Scots voted to remain in the EU by 62% to 38% in the June Brexit
referendum.

The first minister had triggered huge speculation that she
planned to call another independence referendum last week when
she publicly described autumn 2018 as a
"common sense" time to hold it another Scotland-wide vote.

Speaking on Monday morning, she reaffirmed her belief that
sometime between autumn 2018 and spring 2019 would be the best
time for another referendum to be held, as it would most likely
be midway through the Brexit talks, when Scots would have a much
clearer picture of what leaving the EU would mean for them.

Scottish Conservative Party leader Ruth Davidson accused Sturgeon
of dividing the country. She tweeted:

Reacting to the news, May said another Scottish independence
referendum would cause "huge economic uncertainty at the worst
possible time" — the full statement on her behalf said:

"As the Prime Minister has set out, the UK Government seeks a
future partnership with the EU that works for the whole of the
United Kingdom. The UK Government will negotiate that agreement,
but we will do so taking into account the interests of all of the
nations of the UK.

"We have been working closely with all the devolved
administrations — listening to their proposals, and recognising
the many areas of common ground, including workers' rights, the
status of EU citizens living in the UK, and our security from
crime and terrorism.

"Only a little over two years ago people in Scotland voted
decisively to remain part of our United Kingdom in a referendum
which the Scottish government defined as a 'once in a generation'
vote. The evidence clearly shows that a majority of people in
Scotland do not want a second independence referendum. Another
referendum would be divisive and cause huge economic uncertainty
at the worst possible time.

"The Scottish government should focus on delivering good
government and public services for the people in Scotland."

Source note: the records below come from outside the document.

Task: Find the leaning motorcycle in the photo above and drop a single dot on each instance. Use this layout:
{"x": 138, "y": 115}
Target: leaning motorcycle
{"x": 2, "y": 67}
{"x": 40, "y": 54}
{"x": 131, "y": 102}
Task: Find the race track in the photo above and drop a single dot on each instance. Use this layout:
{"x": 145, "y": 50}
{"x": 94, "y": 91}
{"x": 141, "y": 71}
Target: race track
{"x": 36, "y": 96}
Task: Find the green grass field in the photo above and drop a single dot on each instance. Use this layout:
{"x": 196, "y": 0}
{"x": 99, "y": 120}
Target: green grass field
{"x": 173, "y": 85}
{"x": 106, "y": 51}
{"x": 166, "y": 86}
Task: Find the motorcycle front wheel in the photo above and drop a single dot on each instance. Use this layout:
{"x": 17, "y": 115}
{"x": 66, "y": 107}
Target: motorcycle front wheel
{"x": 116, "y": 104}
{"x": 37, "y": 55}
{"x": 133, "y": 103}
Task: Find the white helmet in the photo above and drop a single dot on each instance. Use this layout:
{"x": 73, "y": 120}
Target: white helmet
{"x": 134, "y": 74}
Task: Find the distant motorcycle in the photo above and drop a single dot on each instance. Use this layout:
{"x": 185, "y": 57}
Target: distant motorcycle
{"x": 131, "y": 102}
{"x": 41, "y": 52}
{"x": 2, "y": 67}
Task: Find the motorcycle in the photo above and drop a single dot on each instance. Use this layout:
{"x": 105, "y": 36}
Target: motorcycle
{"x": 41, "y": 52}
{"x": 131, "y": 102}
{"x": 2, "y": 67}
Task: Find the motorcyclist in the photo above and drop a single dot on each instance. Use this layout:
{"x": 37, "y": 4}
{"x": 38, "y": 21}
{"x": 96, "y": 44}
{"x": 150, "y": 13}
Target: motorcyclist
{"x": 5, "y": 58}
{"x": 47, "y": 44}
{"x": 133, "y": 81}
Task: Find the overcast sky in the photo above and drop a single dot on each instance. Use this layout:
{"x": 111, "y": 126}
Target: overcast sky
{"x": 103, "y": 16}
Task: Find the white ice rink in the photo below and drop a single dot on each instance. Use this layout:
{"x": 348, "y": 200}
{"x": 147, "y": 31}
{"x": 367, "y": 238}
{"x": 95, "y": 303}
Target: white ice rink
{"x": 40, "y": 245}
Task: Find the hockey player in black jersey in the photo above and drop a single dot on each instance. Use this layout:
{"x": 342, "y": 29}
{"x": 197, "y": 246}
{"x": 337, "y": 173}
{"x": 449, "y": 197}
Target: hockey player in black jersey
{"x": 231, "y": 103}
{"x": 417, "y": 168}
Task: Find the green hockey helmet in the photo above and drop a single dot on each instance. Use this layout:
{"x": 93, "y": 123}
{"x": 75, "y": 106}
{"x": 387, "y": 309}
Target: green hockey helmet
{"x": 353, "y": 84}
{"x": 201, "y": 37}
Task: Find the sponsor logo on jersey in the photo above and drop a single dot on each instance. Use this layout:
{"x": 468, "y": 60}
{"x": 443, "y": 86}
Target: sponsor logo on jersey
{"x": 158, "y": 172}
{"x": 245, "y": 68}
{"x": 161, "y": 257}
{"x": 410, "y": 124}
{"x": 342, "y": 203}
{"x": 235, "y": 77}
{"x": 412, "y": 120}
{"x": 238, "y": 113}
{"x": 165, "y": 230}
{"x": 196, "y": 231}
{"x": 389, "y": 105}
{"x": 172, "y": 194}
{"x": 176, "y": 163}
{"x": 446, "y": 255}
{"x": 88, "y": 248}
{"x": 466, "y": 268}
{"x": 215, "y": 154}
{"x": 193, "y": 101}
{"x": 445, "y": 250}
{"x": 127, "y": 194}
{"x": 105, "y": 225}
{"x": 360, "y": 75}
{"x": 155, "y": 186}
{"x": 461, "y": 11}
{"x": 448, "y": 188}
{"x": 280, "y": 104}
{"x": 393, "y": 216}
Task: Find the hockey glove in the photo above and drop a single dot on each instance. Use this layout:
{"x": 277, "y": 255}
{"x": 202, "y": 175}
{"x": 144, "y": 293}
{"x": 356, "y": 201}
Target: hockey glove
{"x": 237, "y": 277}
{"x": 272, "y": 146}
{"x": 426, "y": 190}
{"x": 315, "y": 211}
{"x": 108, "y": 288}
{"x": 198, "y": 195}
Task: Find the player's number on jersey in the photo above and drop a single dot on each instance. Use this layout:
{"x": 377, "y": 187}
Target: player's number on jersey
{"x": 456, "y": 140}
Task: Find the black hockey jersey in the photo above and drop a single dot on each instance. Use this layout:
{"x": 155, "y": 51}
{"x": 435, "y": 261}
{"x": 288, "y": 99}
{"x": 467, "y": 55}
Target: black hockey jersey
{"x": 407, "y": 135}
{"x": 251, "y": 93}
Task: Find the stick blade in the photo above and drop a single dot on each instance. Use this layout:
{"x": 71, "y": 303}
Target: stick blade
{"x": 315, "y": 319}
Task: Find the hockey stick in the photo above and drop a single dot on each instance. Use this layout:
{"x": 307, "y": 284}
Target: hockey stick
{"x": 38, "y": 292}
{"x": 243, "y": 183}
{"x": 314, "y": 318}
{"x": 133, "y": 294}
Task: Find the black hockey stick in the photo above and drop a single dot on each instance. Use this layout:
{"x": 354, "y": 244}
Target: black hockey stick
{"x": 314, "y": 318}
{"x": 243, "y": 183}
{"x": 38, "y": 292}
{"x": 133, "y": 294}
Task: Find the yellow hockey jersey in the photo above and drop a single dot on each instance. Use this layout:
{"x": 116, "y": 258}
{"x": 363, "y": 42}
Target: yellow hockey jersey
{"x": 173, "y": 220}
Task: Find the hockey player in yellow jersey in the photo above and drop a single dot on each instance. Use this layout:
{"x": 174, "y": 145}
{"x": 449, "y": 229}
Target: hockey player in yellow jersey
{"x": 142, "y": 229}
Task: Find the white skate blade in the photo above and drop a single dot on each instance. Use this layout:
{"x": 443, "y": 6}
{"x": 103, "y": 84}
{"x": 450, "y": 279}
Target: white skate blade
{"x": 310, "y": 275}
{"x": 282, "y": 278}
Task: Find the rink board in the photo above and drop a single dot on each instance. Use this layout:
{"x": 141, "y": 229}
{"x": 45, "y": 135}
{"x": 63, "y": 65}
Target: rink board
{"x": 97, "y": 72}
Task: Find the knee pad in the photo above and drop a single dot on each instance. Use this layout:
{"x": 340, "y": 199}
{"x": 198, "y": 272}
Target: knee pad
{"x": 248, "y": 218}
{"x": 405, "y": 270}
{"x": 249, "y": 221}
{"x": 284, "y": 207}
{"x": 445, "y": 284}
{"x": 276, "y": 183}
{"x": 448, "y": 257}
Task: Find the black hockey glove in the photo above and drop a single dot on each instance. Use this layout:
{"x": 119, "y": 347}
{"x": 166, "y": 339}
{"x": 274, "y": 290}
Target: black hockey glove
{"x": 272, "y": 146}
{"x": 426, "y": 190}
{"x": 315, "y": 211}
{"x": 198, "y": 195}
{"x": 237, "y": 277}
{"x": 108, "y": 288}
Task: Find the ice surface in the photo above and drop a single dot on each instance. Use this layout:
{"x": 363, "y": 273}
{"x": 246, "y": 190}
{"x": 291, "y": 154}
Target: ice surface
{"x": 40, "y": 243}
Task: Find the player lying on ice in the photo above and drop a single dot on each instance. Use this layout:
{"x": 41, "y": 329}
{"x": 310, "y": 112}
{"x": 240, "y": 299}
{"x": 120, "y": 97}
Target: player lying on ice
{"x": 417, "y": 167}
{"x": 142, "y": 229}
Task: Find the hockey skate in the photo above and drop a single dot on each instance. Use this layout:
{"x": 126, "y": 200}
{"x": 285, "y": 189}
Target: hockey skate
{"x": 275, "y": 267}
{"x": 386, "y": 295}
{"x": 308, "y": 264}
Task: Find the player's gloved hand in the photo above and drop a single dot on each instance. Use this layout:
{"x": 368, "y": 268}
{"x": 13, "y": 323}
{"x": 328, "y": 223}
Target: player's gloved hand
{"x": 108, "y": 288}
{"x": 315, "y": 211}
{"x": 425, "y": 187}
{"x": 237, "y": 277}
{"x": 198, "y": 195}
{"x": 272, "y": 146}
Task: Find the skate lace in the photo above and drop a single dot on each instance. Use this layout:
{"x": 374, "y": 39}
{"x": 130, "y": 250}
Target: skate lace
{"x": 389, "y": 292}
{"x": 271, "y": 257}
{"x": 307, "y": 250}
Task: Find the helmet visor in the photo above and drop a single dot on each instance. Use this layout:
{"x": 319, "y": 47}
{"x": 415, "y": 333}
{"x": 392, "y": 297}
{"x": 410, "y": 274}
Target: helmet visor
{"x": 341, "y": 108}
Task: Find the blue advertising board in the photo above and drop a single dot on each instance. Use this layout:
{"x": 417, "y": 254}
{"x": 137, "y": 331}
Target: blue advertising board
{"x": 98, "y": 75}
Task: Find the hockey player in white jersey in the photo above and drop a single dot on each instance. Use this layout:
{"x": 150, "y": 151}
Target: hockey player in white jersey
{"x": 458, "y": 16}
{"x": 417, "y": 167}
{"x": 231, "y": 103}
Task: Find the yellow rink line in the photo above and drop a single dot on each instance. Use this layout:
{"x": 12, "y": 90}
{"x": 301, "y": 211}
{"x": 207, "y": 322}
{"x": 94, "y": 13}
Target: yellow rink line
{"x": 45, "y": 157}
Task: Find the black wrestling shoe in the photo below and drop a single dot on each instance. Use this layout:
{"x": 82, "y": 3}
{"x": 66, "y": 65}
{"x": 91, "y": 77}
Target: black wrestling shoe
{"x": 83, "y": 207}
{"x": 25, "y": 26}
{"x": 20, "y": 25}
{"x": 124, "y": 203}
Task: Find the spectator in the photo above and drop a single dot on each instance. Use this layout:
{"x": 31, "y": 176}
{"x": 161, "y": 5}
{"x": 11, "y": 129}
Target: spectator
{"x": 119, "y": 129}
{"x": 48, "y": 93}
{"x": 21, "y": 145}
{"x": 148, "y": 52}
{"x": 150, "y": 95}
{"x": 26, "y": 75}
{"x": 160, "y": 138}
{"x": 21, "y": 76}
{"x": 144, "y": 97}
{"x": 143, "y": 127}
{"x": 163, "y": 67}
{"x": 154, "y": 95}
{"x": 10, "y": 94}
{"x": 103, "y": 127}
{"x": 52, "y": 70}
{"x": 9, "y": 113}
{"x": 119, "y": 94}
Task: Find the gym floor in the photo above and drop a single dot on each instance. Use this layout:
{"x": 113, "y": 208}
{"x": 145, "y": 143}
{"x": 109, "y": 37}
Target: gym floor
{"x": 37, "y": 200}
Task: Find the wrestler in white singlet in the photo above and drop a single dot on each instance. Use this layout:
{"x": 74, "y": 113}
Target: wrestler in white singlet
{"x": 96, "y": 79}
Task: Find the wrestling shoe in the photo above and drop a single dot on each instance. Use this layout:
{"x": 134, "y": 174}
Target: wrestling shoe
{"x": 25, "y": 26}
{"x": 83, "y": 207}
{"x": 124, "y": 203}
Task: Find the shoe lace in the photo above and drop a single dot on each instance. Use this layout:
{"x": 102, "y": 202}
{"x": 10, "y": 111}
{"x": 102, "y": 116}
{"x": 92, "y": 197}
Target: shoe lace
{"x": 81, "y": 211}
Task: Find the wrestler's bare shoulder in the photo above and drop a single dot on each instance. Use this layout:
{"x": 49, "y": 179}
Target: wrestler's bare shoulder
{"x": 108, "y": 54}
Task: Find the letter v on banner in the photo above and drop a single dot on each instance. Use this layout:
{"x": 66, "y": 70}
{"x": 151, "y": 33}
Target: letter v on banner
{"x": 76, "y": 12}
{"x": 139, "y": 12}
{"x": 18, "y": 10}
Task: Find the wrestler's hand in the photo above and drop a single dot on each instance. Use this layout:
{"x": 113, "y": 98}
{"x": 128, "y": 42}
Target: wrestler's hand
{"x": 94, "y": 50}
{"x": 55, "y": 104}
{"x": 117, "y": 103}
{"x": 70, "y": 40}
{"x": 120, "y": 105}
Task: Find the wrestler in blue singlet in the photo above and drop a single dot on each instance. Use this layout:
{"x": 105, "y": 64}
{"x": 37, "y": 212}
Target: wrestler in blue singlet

Jeremy Corbyn said that Scottish Labour would vote against a
referendum but that the UK Labour Party would not block it at the
Westminster level if it reached this stage:

"The 2014 Scottish independence referendum was billed as a
once-in-a-generation event. The result was decisive and there is
no appetite for another referendum.

"Labour believes it would be wrong to hold another so soon, and
Scottish Labour will oppose it in the Scottish Parliament.

"If, however, the Scottish Parliament votes for one, Labour will
not block that democratic decision at Westminster.

"If there is another referendum, Labour will oppose independence
because it is not in the interests of any part of the country to
break up the UK."

A poll published last week put support for Scottish independence
at its highest level since the weeks immediately following the
Brexit vote. "Yes" was level with "No" on 50%, according to Ipsos MORI.